If you’re wondering how to reconcile the high mark to the left with the paragraphs of red ink below, let me explain. L.A. Noire is a very good game that wears all its faults on the outside.

It boasts several major achievements. The first is MotionScan, the facial animation technology that represents the boldest effort yet to bridge video games’ Uncanny Valley of facial expressions. The game’s interrogations are meant to put the technology front and center, asking the player to read these facial cues to sift truth from lies.

The second is its detailed portrayal of post-war Los Angeles. I’m no expert, but they don’t seem to have taken many shortcuts here. They’ve modeled nearly one hundred real-life vehicles, all of which are driveable within the game. They claim to have recreated 90% of downtown L.A. with painstaking fidelity to architecture. The wardrobes, the music, the signage… hardly anything feels anachronistic.

These things are well worth bragging about. But they have nothing to do with the gameplay. L.A. Noire mixes slow, static scenes, like interrogations and crime scene examinations, with open-world, sandbox-style tasks on a city map. These are tough to blend. It’s disorienting for a game to feel like Heavy Rain one minute and Grand Theft Auto IV the next.

Something else bothers me more, though. At moments few and far between, L.A. Noire is simply no fun to play, and the fact that it was fun to look at was the only thing that pushed me out of the ditch. Yes, it’s nice to be able to “read” characters, but not within the context of a dialogue tree that combines the worst aspects of Encyclopedia Brown logic and Phoenix Wright logic.

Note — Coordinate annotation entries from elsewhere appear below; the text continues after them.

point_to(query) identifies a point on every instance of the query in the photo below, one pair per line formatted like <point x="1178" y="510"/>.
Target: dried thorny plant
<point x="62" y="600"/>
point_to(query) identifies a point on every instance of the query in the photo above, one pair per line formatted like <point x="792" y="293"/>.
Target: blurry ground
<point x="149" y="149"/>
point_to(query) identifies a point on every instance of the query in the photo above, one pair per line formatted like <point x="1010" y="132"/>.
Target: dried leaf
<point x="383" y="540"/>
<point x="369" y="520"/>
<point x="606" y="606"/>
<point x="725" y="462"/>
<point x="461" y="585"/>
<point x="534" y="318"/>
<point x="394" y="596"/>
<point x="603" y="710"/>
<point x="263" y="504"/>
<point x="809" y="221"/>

No, seriously. This is why solve-the-mystery gameplay is so hard to do well. At its best, it lets the player feel smart as he pieces together clues and has sporadic eureka moments. But far more often it feels mean, as though the player is being punished because she didn’t follow the game’s own Moon Logic. There are several places in interrogations where you’re supposed to accuse someone of lying after they’ve said something true — and, when asked for proof, present a piece of evidence that doesn’t contradict what they said.

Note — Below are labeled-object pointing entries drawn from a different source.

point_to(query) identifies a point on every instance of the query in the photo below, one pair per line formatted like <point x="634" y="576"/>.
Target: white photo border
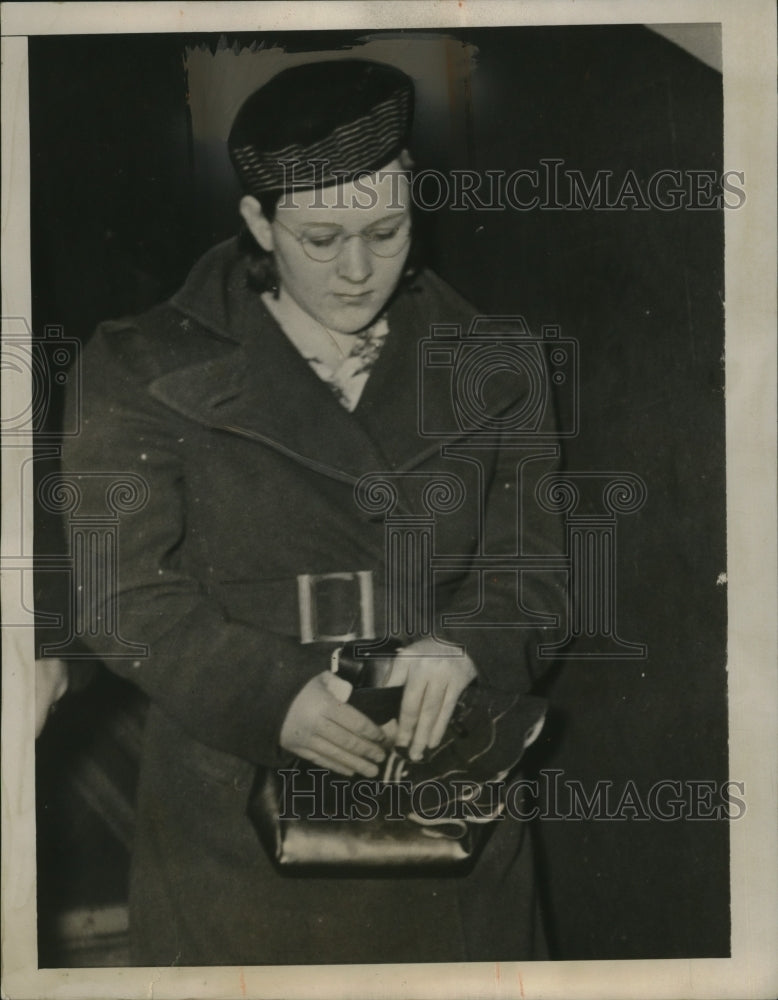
<point x="749" y="71"/>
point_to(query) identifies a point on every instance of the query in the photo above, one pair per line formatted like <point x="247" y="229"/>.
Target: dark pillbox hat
<point x="321" y="123"/>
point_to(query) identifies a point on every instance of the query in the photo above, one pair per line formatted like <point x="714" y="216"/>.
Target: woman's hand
<point x="434" y="676"/>
<point x="323" y="729"/>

At least Phoenix Wright allows for a bit of trial and error as a way of navigating its odd flavor of Moon Logic. In L.A. Noire, a missed question might be the difference between five stars and three on your case rating. Now, on one hand, the case ratings are ancillary and I shouldn’t take them so seriously. On the other hand, the game moves forward at the same pace whether you’re good at it or not, so the case ratings are nearly the only reward that the game offers for skillful play. I want this game to be more than a twelve-hour-long movie, but it fights me all the way.

The facial animation, while revolutionary, isn’t yet perfect. About 70% of the time, characters’ faces look like those of human beings; about 15% of the time, they look like flat images projected onto egg-shaped surfaces; and the remaining 15% of the time, they look like Vincent D’Onofrio in Men in Black. And the way they’re captured — under bright lights, in front of 32 cameras, sitting in a barber’s chair — might be to blame for some ham-filled performances by minor characters. At times I was reminded of interactive movie games, the scourge of the mid-90s adventure genre, and their tendency to feature the worst line-readings this side of a pornographic movie.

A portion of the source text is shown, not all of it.